We have seen in the past six weeks a laser-like focus on the need to rid the country of the scourge of drug addiction. We know the pernicious effect of drugs – on the individual, on the family, on the community and on the country as a whole. It breaks my heart to see how tragic are the lives of those who use chemicals to numb themselves against their inner pain or to hide within their fears. Historically we know that it is close to impossible to eradicate this problem but we all must do what we can to bring it under control where the pushers are brought to justice and the users are given a path to wellness. The question is – how? Violence or Non-violence?
At Assumption College San Lorenzo, we are deeply disturbed by the summary killings of alleged drug pushers and users, often in areas where the poor and underprivileged live. The high numbers (over 500 deaths to date) suggest that our law enforcers may be taking the law into their hands, instead of arresting them and bringing them to court for due processing. If we want to maintain our democracy we cannot allow ourselves to fall into a military state. We espouse the path of non-violence.
Therefore, we cannot merely stand by and feel agrieved. We need to speak. We are against controlling society with guns. Yes, we need to bring drug lords to justice and we also need to clean up our courts so that the guilty cannot buy their way out. In this area we only have a voice. However, there is a space where we, teachers, can do more. The root of drug addiction is a lack of meaning in life. The answer to drug addiction is education. It is the non-violent route but it is a slow process. It takes time and consistency so we sometimes become impatient. Still, it is the best solution.
Our school upholds an inner respect for the law.
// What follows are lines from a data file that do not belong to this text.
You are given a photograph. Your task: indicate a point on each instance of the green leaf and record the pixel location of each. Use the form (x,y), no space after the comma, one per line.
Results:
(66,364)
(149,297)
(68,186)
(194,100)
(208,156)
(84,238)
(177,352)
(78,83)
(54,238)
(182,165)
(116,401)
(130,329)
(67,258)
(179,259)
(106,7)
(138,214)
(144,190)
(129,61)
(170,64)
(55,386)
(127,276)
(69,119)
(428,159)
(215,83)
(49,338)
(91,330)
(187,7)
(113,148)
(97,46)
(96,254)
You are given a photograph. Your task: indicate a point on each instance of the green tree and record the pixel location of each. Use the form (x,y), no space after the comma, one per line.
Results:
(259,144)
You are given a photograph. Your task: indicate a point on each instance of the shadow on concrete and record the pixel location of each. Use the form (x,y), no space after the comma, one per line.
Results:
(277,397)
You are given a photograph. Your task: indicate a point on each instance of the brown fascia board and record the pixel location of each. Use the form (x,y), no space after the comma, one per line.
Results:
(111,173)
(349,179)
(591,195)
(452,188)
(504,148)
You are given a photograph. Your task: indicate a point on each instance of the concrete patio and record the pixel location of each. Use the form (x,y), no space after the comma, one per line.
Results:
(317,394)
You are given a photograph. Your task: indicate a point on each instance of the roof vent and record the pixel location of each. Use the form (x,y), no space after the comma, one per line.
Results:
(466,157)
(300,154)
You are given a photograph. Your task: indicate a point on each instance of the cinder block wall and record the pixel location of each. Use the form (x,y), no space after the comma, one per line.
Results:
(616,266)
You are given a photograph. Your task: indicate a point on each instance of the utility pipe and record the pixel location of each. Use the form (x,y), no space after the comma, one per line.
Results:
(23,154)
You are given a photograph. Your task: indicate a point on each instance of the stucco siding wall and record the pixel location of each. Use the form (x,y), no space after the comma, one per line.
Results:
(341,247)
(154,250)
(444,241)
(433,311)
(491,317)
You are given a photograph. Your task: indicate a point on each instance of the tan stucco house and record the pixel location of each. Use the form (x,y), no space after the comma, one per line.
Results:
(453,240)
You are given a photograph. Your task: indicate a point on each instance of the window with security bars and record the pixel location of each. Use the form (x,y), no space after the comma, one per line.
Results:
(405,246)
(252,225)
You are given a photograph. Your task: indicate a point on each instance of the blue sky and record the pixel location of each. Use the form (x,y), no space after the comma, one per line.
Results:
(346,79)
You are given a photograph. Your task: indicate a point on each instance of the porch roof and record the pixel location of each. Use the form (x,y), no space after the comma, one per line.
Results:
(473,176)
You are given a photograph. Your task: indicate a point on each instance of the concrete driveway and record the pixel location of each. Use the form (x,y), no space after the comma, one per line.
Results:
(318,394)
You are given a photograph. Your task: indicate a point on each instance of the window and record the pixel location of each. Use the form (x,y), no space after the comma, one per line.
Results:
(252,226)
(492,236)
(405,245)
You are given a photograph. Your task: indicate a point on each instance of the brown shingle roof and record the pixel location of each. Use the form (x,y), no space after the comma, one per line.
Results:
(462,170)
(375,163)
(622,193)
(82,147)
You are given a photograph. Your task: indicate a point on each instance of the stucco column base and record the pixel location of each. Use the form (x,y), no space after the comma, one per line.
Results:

As teachers, we demonstrate how we can take a personal stand against injustice; show the way to a deep compassion for the most vulnerable; and encourage empathy not only for those who are trapped by their addiction but also for the pushers who are captured by the money they make on other people’s tragedy. We do not believe that there are two camps: the good and the bad. We do not put ourselves above anyone else. We believe that we are one in God and we are responsible for each other. God became one of us in Christ who showed us a path of non-violence – to that we commit ourselves.